72% of Financial Execs Think Customers Would Leave for Richer Receipt Experience

Data Granularity Gums up Item-Level Receipt Integrations

Even bleeding-edge firms face implementation issues integrating item-level receipt data into their operations.

Research in the 2023 playbook “Meeting the Need for Item-Level Receipt Data: How Integration Enables Innovation,” a PYMNTS and Banyan collaboration, found that no matter their level of data readiness, both FinTechs and traditional financial institutions (FIs) still report experiencing frictions when integrating item-level receipt data across their services.

This, as nearly three in four bank and FinTech executives surveyed by PYMNTS (72%) said they think consumers would go so far as to switch to businesses that provide solutions based on the use of receipt data.

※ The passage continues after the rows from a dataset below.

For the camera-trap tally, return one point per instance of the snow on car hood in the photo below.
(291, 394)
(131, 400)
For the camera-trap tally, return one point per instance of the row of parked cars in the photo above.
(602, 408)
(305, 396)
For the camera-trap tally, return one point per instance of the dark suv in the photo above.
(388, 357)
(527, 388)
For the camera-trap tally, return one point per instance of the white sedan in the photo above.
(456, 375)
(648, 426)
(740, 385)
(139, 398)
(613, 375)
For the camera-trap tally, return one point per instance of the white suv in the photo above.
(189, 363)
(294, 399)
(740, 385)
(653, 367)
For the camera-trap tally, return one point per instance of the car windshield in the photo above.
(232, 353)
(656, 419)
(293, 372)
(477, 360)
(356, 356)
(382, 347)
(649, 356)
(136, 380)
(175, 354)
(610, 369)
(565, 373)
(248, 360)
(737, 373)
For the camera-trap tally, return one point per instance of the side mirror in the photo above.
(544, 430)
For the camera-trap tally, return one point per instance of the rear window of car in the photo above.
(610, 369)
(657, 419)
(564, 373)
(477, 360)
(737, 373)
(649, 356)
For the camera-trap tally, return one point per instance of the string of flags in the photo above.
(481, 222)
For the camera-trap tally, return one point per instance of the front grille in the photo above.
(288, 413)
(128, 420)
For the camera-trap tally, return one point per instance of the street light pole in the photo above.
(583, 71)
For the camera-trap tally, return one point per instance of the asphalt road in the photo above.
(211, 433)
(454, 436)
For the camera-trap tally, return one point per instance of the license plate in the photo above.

FinTechs experience more issues integrating item-level receipt data into their card-linked offer programs, while traditional FIs experience more difficulty integrating the data into the operations and processes they use to categorize personal financial management capabilities.

Areas in which integrating item-level receipt data was most difficult

Even those firms already using receipt data reported finding it difficult to integrate. Among firms using receipt data, 47% considered loyalty and shopping offers the most difficult area to integrate, and 40% said tracking consumer spending behavior was the most challenging.

A key driver for firms looking to integrate item-level receipt data is the potential to attract new customers.

Leveraging the full value of item-level receipt data in a simple, secure way enables FIs, FinTechs and merchants to provide the many benefits of seamless commerce and banking experiences today’s consumers expect.

There are also many benefits for businesses. More than four in 10 firms (41%) said they already use receipt data to support most, if not all, of their operations.

Integrating item-level receipt data helps firms tailor loyalty and shopping offers with relevant, personalized rewards; as well as helps provide end-consumers a better understanding of their spending behavior.

Organizational benefits also include streamlined expense management solutions and automated solutions that handle the categorization of receipt data in expense management systems, and fraud solutions that support security teams in authorizing good transactions while offering features to remove dispute speedbumps.

To use receipt data, firms need to implement data-related capabilities.

Nearly half of firms considered data-related capabilities, such as data standardization and security, as necessary to using item-level receipt data. Newer data processing technologies, such as machine learning (ML) or artificial intelligence (AI), were only regarded as necessary by 22% of firms, yet FinTechs and high data-readiness firms were more likely to consider these technologies necessary.